Selecção e tradução por Júlio Marques Mota
Ulrich Beck: um sociólogo alemão contra a “Europa alemã.”
Devemos dizê-lo desde o início: o último livro de Ulrich Beck, A Europa Alemã, De Maquiavel a «Merkievel». Estratégias de Poder na Crise do Euro, de Ulrich Beck, edições 70 não vai revolucionar a reflexão sobre a União Europeia. Sente-se de certa maneira como se tenha sido um pouco “rapidamente feito, mediamente conseguido”. Como se o sociólogo quisesse simplesmente tomar e dar conhecimento do tempo. Se o edifício comunitário viesse a desfazer-se, poderia também Beck dizer-nos que “bem nos tinha avisado” e a seguir poderia carregar sobre Angela Merkel.

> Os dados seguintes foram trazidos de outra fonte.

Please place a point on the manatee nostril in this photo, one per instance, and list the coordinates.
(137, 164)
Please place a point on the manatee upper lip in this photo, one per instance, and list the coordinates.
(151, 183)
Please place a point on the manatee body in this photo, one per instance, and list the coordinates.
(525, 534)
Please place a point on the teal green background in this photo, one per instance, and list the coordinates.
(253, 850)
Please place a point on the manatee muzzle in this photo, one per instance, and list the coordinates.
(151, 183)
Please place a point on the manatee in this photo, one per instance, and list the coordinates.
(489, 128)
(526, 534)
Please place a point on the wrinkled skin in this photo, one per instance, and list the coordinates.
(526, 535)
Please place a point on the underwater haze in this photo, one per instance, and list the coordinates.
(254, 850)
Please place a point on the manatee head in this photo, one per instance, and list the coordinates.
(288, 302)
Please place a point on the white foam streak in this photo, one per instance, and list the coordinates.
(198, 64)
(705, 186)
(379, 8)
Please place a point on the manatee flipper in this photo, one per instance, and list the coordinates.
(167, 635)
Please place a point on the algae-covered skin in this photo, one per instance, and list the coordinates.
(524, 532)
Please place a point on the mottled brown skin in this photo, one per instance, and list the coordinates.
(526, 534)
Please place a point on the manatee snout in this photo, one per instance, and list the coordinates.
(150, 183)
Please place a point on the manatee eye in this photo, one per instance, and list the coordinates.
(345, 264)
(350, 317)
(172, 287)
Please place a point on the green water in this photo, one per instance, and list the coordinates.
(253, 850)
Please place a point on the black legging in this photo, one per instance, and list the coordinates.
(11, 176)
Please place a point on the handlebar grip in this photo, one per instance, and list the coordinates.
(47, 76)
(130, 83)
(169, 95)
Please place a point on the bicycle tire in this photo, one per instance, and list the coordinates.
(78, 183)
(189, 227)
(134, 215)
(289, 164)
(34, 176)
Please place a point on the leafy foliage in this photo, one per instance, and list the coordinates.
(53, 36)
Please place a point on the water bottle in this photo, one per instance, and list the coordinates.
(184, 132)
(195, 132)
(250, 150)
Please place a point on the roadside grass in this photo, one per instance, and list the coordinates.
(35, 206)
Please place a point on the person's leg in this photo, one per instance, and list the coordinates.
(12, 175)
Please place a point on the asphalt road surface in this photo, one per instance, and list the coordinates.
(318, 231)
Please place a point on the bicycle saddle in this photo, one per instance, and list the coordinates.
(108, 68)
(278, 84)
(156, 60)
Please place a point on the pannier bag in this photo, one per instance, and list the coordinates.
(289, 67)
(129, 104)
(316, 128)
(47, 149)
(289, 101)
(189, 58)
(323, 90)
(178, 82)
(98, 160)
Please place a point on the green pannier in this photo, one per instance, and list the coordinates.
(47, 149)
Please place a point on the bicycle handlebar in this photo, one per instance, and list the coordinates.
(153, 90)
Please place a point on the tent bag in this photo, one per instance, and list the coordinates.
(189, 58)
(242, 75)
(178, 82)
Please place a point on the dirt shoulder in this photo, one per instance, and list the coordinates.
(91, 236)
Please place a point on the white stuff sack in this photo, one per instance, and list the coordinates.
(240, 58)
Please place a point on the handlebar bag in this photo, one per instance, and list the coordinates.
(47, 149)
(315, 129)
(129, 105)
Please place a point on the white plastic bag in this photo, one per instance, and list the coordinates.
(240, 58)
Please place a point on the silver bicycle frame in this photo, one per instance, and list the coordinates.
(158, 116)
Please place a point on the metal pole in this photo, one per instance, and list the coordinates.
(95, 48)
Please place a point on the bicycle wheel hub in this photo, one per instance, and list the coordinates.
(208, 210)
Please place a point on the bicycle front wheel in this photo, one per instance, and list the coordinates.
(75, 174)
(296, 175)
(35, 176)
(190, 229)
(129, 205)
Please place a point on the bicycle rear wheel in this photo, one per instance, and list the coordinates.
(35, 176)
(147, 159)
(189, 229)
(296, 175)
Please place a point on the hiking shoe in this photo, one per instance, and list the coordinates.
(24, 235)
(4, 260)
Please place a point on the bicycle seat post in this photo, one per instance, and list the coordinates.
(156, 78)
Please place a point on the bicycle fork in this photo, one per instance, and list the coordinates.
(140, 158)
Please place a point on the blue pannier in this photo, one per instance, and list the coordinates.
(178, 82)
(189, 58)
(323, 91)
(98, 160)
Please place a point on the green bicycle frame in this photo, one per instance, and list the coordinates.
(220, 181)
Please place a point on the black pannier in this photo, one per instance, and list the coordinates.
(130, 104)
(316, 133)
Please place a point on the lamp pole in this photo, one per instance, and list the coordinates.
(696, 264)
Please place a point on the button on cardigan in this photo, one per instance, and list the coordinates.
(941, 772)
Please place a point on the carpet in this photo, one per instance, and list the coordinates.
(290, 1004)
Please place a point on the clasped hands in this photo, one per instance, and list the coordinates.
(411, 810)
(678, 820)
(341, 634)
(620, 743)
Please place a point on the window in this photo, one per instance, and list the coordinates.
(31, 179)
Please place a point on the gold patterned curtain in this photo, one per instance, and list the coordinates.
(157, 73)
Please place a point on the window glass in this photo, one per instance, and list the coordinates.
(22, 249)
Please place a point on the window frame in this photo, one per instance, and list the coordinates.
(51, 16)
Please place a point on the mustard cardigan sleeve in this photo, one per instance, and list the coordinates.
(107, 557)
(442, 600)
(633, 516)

Eles vão todos fazer isso, os pós-nacionais idealistas: caluniar Merkel para melhor se descartarem. Eles explicar-nos-ão que a Europa morre de um ” não muita Europa ” e não de um “muito rápido, muito mal feito”. Eles vão dizer-nos que o que falhou, o que faltou, foi o grande salto federal. Que são os Estados-nação que erraram por muito quererem continuar a existir, a recusarem-se a autodissolverem-se na “grande máquina”, em suma, a estarem simplesmente lá, a quererem ser bem reais. É tão enervante, o real. E muito mais divertido estar a viver permanentemente um sonho.
Na verdade, Ulrich Beck gosta de sonhar acordado. Com milhares de boas intenções e medos que se sentem sinceros. Mas finalmente, com teatralidade desnecessária! Com declarações de princípios complicadas, ambíguas! E o que é suposto estar a fazer com sugestões tão vaporosas como:
-estabelecer um “contrato social novo” que deve “proteger esta grande liberdade cosmopolita dos ataques dos separatistas que aspiram a uma nova claridade com o retorno das fronteiras” (tudo isso?).
-compreender a “sociedade europeia” como uma ‘sociedade posnational de sociedades nacionais’ (e vice versa?),.
-estabelecer “entre o movimento de protesto e a vanguarda que é constituída pelos construtores da Europa, uma coligação que permita dar um passo de gigante para uma capacidade de acção transnacional’ (mais ainda?).
Falta apenas “a implementação da Paz Universal no respeito das diferenças”, a “realização do Amor Transcendental para lá das divisões” e “o aparecimento de uma República Europeia Plural no âmbito do desenvolvimento social e solidário”.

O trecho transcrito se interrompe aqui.